5. Por las razones señaladas, el amparo deprecado será desestimado.
3. DECISIÓN
En mérito de lo expuesto, la Corte Suprema de Justicia, en Sala de Casación Civil, administrando justicia en nombre de la República y por autoridad de la ley,
RESUELVE:
PRIMERO: NEGAR la tutela solicitada por Mirensy Silva frente al Juzgado Segundo Civil del Circuito de Tuja y a la Sala Civil Familia del Tribunal Superior del Distrito Judicial de la misma ciudad, integrada por los magistrados María Julia Figueredo Vivas, Adriana Saavedra Lozada y José Horacio Tolosa Aunta, con ocasión del juicio de responsabilidad civil contractual adelantado por la aquí gestora a Seguros de Vida del Estado S.A.

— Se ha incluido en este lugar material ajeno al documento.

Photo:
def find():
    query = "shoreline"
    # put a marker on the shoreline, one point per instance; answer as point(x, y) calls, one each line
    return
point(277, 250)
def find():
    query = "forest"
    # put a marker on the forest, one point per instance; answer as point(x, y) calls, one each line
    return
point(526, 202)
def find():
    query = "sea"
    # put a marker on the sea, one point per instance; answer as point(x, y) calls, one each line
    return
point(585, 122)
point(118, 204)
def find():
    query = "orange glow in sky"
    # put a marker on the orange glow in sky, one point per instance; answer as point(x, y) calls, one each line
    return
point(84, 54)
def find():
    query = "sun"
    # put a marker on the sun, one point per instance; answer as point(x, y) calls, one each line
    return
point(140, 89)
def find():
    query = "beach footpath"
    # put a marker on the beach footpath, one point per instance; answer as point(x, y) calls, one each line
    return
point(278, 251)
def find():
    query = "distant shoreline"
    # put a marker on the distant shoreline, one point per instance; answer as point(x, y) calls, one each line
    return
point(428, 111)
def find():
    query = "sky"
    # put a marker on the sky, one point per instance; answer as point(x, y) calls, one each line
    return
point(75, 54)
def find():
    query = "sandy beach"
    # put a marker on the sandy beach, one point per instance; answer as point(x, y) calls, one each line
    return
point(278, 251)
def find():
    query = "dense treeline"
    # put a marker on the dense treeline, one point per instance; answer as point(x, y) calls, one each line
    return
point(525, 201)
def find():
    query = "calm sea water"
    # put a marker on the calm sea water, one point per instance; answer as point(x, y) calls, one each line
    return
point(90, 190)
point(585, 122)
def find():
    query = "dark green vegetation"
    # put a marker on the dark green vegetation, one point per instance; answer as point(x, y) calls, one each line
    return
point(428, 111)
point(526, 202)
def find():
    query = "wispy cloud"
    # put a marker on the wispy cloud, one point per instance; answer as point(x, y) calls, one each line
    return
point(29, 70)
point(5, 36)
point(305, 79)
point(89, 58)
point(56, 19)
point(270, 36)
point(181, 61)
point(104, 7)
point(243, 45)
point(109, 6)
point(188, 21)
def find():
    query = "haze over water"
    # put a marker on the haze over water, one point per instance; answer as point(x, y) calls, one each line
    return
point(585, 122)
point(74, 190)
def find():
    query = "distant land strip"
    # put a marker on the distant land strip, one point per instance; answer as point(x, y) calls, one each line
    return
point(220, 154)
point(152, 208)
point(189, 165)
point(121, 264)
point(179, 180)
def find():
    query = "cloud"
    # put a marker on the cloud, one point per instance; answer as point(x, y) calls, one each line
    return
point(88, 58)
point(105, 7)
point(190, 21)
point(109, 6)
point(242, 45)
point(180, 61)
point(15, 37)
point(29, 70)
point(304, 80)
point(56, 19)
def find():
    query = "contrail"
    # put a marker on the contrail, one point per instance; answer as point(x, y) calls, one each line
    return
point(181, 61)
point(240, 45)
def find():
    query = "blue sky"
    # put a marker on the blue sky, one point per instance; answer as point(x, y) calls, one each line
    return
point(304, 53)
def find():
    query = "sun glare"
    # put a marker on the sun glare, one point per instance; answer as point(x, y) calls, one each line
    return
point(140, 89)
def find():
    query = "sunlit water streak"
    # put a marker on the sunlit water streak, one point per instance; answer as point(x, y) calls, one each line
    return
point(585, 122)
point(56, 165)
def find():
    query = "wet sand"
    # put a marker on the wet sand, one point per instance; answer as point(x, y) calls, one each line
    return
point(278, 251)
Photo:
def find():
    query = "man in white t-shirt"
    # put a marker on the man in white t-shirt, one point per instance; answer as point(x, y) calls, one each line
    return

SEGUNDO: Notifíquese lo así decidido, mediante comunicación telegráfica, a todos los interesados.
TERCERO: Si este fallo no fuere impugnado remítase el expediente a la Corte Constitucional para su eventual revisión.
NOTIFÍQUESE Y CÚMPLASE
LUIS ARMANDO TOLOSA VILLABONA
Presidente de Sala
MARGARITA CABELLO BLANCO
ÁLVARO FERNANDO GARCÍA RESTREPO
FERNANDO GIRALDO GUTIÉRREZ
1 CSJ. sentencia de 27 de agosto de 2008, Rad. n.° 1997-14171-01; reiterada el 19 de diciembre de 2008, Rad. n.° 2000-00075-01.
2 CSJ. STC 18 de marzo de 2010, exp. 00367-00, reiterada el 3 de junio de 2011, exp. 00974-01 y el 18 de enero de 2012.
3 CSJ. STC 1° de septiembre de 2010, exp. 01377-00, reiterada el 16 de diciembre de 2011, exp. 02663-00.